Juno reveals dozens of lake lakes on Jupiter’s moon io


Jupiter’s moon Io, the most volcanic body active in the solar system, is filled with hundreds of explosive volcanoes. High -resolution images now discover several tens of lakes, researchers report in February Geophysical Research Newspaper: Planets. These lakes are much larger than their analogs on Earth, and their structure sheds light on how magma moves under the surface of IO.

The volcanic of Io-cannon present over the entire existence of 4.6 billion years of the moon-was discovered when the Voyager spaceship flew until 1979. Volcanic activity is caused by the great gravitational attractions of Jupiter and nearby moons, which deform from tens of meters. “This squeezing is warming the body,” says Alessandro Mura, a planetary scientist at the National Institute of Astrophysics in Italy in Rome.

Using infrared images from NASA’s Juno spaceship, which has orbited Jupiter since 2016, the Mura team showed more than 40 lakes ranging from about 10 to 100 kilometers.

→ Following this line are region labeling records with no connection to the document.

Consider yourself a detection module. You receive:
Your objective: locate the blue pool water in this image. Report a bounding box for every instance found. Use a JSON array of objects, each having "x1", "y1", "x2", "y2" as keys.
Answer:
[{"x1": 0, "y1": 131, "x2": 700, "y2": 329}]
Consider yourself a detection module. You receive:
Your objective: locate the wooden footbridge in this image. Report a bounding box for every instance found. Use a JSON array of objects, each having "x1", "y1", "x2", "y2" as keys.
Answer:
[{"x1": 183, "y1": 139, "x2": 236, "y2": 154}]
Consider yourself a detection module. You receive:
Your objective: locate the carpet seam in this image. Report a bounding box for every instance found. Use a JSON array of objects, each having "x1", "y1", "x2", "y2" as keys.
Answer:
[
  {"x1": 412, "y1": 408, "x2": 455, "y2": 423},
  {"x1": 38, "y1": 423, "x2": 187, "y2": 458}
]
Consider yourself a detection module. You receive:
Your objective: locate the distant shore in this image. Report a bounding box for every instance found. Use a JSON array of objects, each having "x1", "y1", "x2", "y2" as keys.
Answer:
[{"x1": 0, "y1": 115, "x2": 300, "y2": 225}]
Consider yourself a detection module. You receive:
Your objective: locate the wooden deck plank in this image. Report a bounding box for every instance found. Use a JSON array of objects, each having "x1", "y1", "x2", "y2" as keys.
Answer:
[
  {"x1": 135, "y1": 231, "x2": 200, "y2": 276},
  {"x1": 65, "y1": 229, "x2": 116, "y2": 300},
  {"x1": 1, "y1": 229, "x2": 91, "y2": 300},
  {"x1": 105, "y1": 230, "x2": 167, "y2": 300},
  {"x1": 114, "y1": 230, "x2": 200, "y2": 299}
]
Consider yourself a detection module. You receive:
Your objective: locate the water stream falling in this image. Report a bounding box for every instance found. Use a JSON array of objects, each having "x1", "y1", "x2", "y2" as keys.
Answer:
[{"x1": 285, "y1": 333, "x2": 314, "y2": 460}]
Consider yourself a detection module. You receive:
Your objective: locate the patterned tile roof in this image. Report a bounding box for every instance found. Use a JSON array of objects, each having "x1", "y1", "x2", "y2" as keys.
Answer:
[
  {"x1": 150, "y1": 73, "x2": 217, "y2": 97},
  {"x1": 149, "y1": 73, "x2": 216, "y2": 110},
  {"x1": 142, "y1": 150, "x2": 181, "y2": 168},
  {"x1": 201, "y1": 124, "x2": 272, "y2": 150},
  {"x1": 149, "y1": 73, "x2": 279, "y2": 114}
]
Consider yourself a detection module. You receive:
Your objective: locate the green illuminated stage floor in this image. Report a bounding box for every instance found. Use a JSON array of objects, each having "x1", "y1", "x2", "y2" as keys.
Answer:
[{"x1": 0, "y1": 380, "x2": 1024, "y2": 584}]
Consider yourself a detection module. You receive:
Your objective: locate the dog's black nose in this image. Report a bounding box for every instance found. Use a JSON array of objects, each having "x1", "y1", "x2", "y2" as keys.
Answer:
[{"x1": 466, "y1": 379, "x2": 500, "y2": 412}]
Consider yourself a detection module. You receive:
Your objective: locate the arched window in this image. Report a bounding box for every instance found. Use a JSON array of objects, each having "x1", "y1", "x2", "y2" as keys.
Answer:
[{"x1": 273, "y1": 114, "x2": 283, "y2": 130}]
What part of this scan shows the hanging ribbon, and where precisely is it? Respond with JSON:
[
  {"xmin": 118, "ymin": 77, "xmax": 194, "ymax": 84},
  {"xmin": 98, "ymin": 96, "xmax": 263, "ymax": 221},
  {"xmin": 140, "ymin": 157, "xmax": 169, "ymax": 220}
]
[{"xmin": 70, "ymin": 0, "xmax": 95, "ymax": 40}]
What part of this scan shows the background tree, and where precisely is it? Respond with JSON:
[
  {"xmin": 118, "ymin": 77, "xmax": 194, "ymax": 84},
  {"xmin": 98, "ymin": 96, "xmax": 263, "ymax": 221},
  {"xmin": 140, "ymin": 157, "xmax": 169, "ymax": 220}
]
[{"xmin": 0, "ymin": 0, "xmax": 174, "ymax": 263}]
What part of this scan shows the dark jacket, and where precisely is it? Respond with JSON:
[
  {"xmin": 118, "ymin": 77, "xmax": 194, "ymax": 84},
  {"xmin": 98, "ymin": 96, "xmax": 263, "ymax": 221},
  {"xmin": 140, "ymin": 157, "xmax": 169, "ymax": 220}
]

This is much larger than the lava lakes found on Earth, which tend to measure tens in hundreds of meters throughout.

Volcanic activity and lava flows are known to be the most extreme in other worlds, says Einat Lev, a volcanologist at the Lamont-doherty Observatory of Columbia University in Palisades, NY, which was not involved in the research. “Many planetary flows are much larger” than that of Earth, she says.

Previous studies have reported lake lakes in IO but with limited details, marks Mura and colleagues. Researchers found that most newly analyzed laundry lakes are hotter in their perimeters. This suggests that these lakes are largely captured by a cooler crust of hardened lava.

This idea makes sense given the conditions in IO, says Alfred Mcewen, a planetary geologist at the University of Arizona in Tucson who was not involved in the research. “It’s very very cold. A crust begins to form immediately. “

The melted lava remains exposed to the ends of the lake probably because of the way the lakes propose to their surroundings, Mura and his colleagues propose. Io lava lakes sit within features similar to boilers with steep or even vertical walls, so while a lake fills or drains, its outer crust scraps against those walls, breaking the crust there and exposing fresh lava.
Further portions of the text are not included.